1. Kafka
Kafka是最初由Linkedin公司开发,是一个分布式、支持分区的(partition)、多副本的(replica),基于zookeeper协调的分布式消息系统。
- Java和Scala编程语言编写
- 消费模式:pull
- 高吞吐量、低延迟:kafka每秒可以处理几十万条消息,它的延迟最低只有几毫秒
- 可扩展性:kafka集群支持热扩展
- 持久性、可靠性:消息被持久化到本地磁盘(zero-copy机制),并且支持数据备份防止数据丢失
- 高并发:支持数千个客户端同时读写
- 顺序保证:数据处理的顺序都很重要。大部分消息队列本来就是排序的,并且能保证数据会按照特定的顺序来处理。每一个Partition内的消息的有序性
- 配合ZooKeeper分布式,Broker、Producer、Consumer都原生自动支持分布式,自动实现负载均衡;
2. 应用场景
- 异步处理 (将消息存储,异步处理)
- 系统解耦(降低系统之间耦合度)
- 流量削峰(抢购秒杀)
- 日志搜集(大量日志搜集工作)
- …
3. 安装kafka
使用docker安装
zookeeper: wurstmeister/zookeeper kafka集群
kafka: wurstmeister/kafka Broker服务器节点
kafka-manager: sheepkiller/kafka-manager kafka可视化平台
version: '3'
services:
zookeeper1:
image: wurstmeister/zookeeper
container_name: kafka-zookeeper1
hostname: zookeeper1
ports:
- "2181:2181"
networks:
- kafka_net
environment:
ZOO_MY_ID: 1
ZOO_SERVERS: server.1=0.0.0.0:2888:3888
kafka1:
image: wurstmeister/kafka
container_name: kafka-kafka1
hostname: kafka1
ports:
- "9092:9092"
depends_on:
- zookeeper1
environment:
KAFKA_BROKER_ID: 1
KAFKA_ADVERTISED_HOST_NAME: 192.168.1.105 #宿主机IP
KAFKA_MESSAGE_MAX_BYTES: 2000000
KAFKA_CREATE_TOPICS: "Topic1:1:3,Topic2:1:1:compact"

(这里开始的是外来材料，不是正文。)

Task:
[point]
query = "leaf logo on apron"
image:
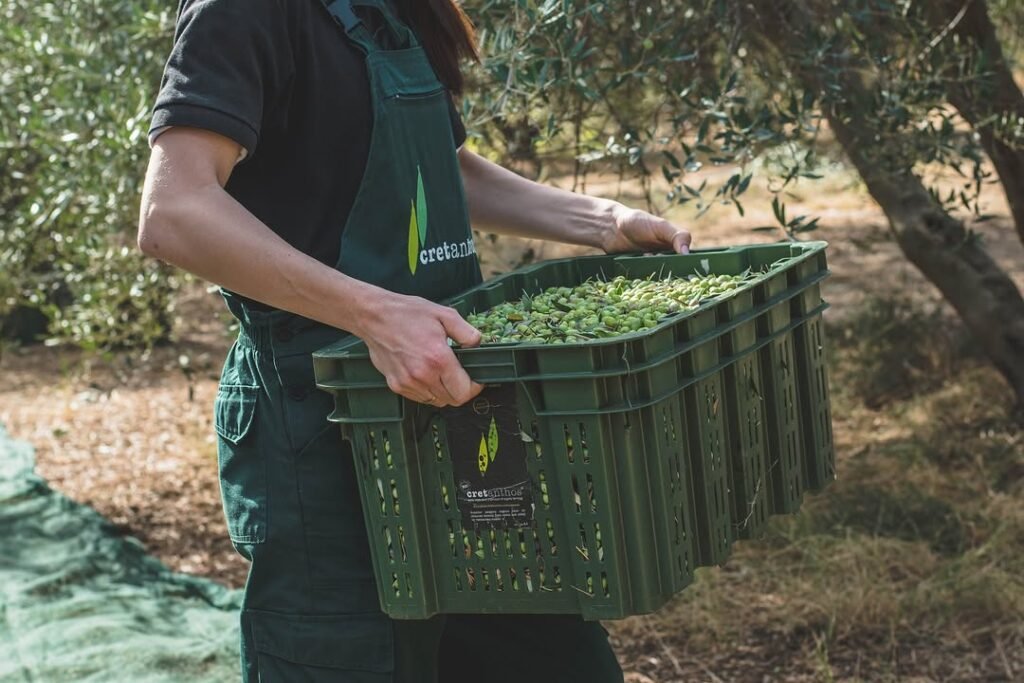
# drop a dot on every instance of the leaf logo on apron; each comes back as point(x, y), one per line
point(417, 223)
point(488, 447)
point(419, 254)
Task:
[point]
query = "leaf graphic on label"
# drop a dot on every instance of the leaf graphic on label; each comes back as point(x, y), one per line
point(414, 241)
point(421, 207)
point(493, 439)
point(481, 457)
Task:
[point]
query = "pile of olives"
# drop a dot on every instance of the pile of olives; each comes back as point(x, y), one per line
point(598, 308)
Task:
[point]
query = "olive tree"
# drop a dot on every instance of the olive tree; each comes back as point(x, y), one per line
point(654, 87)
point(77, 83)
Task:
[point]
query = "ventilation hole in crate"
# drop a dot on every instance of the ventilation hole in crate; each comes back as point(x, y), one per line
point(584, 547)
point(401, 544)
point(545, 498)
point(388, 456)
point(538, 549)
point(590, 494)
point(380, 497)
point(394, 497)
point(435, 434)
point(374, 456)
point(551, 538)
point(479, 552)
point(452, 546)
point(494, 543)
point(791, 403)
point(389, 543)
point(583, 443)
point(442, 491)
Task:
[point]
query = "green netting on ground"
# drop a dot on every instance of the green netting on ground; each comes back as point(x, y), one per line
point(79, 602)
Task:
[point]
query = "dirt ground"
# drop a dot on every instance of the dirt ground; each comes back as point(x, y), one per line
point(132, 437)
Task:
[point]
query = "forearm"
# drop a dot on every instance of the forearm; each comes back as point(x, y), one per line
point(503, 202)
point(207, 232)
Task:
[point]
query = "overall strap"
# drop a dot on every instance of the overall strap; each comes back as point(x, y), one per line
point(343, 12)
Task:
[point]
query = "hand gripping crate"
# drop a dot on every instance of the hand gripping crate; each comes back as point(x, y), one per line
point(616, 466)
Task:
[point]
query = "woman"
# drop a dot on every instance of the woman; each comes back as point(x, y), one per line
point(308, 159)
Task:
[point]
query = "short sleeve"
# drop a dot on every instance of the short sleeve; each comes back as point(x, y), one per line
point(229, 61)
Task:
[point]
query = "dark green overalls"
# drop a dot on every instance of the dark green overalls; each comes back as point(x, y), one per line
point(310, 610)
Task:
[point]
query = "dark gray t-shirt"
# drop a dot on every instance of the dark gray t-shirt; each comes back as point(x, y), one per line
point(280, 78)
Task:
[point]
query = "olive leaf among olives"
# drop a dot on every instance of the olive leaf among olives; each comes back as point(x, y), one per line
point(598, 308)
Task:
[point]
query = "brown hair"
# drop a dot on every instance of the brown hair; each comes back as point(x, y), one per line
point(446, 34)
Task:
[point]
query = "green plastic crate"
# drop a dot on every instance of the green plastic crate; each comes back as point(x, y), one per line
point(643, 457)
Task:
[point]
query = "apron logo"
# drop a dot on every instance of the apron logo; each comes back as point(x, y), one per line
point(488, 447)
point(417, 223)
point(419, 254)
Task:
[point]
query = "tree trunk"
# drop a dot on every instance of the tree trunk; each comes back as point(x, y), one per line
point(989, 96)
point(951, 258)
point(937, 244)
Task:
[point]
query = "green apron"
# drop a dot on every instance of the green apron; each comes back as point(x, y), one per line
point(310, 610)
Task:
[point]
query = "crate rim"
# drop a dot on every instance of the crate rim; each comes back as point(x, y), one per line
point(348, 348)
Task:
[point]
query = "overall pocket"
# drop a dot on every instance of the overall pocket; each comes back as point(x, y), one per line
point(242, 464)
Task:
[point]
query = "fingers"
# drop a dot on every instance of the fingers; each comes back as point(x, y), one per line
point(681, 242)
point(458, 384)
point(674, 237)
point(458, 329)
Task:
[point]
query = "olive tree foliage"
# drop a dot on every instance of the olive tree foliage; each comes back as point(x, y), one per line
point(77, 82)
point(656, 90)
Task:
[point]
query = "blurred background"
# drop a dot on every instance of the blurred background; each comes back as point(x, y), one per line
point(892, 129)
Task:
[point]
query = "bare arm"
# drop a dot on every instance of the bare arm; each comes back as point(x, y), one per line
point(502, 202)
point(188, 220)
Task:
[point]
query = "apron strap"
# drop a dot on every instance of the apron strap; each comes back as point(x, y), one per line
point(343, 12)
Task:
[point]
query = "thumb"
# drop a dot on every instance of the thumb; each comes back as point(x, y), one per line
point(458, 329)
point(681, 242)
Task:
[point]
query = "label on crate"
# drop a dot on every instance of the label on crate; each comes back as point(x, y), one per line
point(489, 460)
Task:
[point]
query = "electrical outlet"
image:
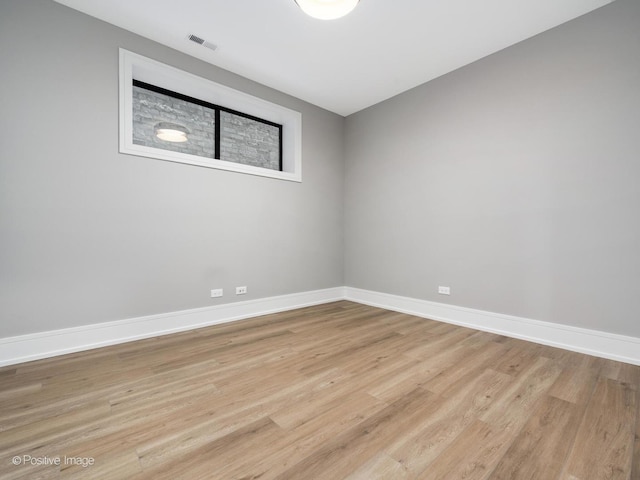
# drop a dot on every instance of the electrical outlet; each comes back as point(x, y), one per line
point(444, 290)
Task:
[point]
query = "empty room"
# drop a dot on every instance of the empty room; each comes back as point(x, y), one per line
point(320, 239)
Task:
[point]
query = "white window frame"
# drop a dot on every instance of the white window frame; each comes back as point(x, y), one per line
point(134, 66)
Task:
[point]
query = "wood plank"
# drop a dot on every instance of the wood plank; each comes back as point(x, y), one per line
point(540, 449)
point(472, 456)
point(331, 391)
point(604, 444)
point(428, 437)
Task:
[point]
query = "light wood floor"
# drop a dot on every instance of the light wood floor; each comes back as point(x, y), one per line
point(338, 391)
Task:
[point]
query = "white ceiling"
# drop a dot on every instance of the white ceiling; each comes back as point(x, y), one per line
point(384, 47)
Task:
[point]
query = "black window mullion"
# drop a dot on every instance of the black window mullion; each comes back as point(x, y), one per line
point(217, 135)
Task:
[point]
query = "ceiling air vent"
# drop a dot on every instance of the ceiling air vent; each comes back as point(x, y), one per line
point(202, 41)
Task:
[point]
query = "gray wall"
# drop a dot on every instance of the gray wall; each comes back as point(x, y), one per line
point(514, 180)
point(88, 235)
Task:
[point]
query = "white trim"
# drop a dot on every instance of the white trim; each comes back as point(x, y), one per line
point(35, 346)
point(151, 71)
point(591, 342)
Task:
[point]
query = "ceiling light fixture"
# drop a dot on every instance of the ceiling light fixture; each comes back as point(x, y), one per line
point(171, 132)
point(327, 9)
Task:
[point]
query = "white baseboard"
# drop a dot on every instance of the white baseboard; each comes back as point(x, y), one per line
point(592, 342)
point(35, 346)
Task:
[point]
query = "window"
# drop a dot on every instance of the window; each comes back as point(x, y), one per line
point(172, 115)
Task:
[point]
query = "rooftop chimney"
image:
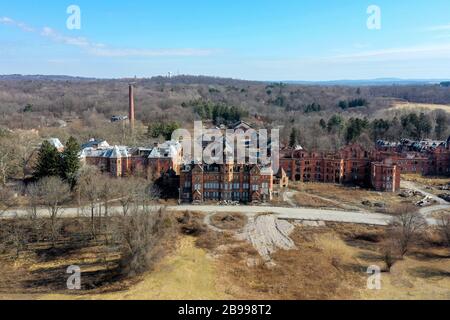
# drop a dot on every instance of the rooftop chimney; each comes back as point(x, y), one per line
point(131, 104)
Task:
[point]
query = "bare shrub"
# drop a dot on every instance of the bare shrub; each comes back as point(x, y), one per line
point(139, 235)
point(388, 255)
point(444, 227)
point(7, 199)
point(53, 192)
point(191, 224)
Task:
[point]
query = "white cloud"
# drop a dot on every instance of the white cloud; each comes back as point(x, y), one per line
point(110, 52)
point(12, 22)
point(414, 52)
point(444, 27)
point(101, 50)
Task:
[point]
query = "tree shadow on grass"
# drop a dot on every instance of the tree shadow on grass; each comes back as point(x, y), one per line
point(55, 279)
point(427, 272)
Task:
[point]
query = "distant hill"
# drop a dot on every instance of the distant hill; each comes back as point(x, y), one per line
point(208, 80)
point(370, 82)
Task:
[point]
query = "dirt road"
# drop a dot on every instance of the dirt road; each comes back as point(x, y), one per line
point(280, 212)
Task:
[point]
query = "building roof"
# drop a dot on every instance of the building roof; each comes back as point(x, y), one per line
point(114, 152)
point(169, 149)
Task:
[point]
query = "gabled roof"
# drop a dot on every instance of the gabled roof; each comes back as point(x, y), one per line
point(115, 152)
point(96, 143)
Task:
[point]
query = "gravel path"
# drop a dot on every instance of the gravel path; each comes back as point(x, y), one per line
point(268, 234)
point(281, 213)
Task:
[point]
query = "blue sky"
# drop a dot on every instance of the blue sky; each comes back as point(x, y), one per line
point(251, 39)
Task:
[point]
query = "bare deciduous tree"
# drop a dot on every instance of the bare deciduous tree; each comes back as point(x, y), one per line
point(89, 188)
point(7, 199)
point(130, 191)
point(444, 227)
point(406, 226)
point(53, 192)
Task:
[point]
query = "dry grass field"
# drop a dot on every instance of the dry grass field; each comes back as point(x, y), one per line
point(344, 197)
point(329, 262)
point(419, 106)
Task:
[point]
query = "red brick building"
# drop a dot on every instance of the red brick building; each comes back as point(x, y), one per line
point(243, 183)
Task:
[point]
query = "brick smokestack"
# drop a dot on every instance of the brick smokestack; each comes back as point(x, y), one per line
point(131, 115)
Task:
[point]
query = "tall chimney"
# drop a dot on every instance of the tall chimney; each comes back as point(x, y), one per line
point(131, 104)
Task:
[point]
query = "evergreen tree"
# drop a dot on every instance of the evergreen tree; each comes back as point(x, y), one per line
point(48, 163)
point(70, 162)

KAFKA_ZOOKEEPER_CONNECT: zookeeper1:2181
JVM_XMS: "256M"
JVM_XMX: "512M"
networks:
- kafka_net
kafka-manager:
container_name: kafka-manager
image: sheepkiller/kafka-manager
hostname: kafka-manager
ports:
- "9000:9000"
networks:
- kafka_net
depends_on:
- zookeeper1
environment:
ZK_HOSTS: zookeeper1:2181
APPLICATION_SECRET: letmein
KAFKA_MANAGER_AUTH_ENABLED: "true"
KAFKA_MANAGER_USERNAME: admin
KAFKA_MANAGER_PASSWORD: 123456
restart: always
networks:
kafka_net:
driver: bridge # 生成一个桥接网络,用于容器内部通信,注意实际生成的网络名称会带有docker-compose.yml文件所在文件夹的前缀,比如我的.yml文件放在了hbl文件夹下,所以执行后生成的网络名为hbl_hbl_net
# external: true 如果外部已有网络就用这个配置
安装完后访问 http://localhost:9000/, 如下图Dashboard
4. .NET Core代码示例
Nuget中添加引用Confluent.Kafka
Install-Package Confluent.Kafka -Version 1.3.0
- Kafka.Consume 消费端
using System;
using System.Threading;
using Confluent.Kafka;
namespace Kafka.Consume
{
class Program
{
static void Main(string[] args)
{
try
{
var instane = $"{new Random().Next(10)}";
Console.WriteLine($"Kafka消费者启动... 消费者名称:{instane}");
Consume(instane);
}
catch (Exception ex)
{
Console.WriteLine("Kafka消费者异常:" + ex.ToString());
}
}
static void Consume(string instane)
{
var groupId = $"consumer-group-test";
var conf = new ConsumerConfig
{
GroupId = groupId,
BootstrapServers = "192.168.1.105:9092",
AutoOffsetReset = AutoOffsetReset.Earliest
};
var topic = "topic-test";
using (var c = new ConsumerBuilder<Ignore, string>(conf).Build())
{
c.Subscribe(topic);
Console.WriteLine($"消费者:{instane},GroupID:{groupId}, 订阅主题:[{topic}]成功!");
CancellationTokenSource cts = new CancellationTokenSource();
Console.CancelKeyPress += (_, e) => {
e.Cancel = true; // prevent the process from terminating.
cts.Cancel();
};
try
{
while (true)
{
try
{
var cr = c.Consume(cts.Token);
Console.WriteLine($"消费者: {instane}, 消费一条消息: '{cr.Value}' at: '{cr.TopicPartitionOffset}'.");
}
catch (ConsumeException e)
{
Console.WriteLine($"Error occured: {e.Error.Reason}");
}
}
}
catch (OperationCanceledException)
{
c.Close();
}
}
}
}
}
- Kafka.Produce 生产者
using System;
using System.Threading;
using System.Threading.Tasks;
using Confluent.Kafka;
namespace Kafka.Produce
{
class Program
{
public static void Main(string[] args)
{
var topic = "topic-test";
var conf = new ProducerConfig { BootstrapServers = "192.168.1.105:9092" };
Action<DeliveryReport<Null, string>> handler = r =>
Console.WriteLine(!r.Error.IsError
? $"Delivered message to {r.TopicPartitionOffset}"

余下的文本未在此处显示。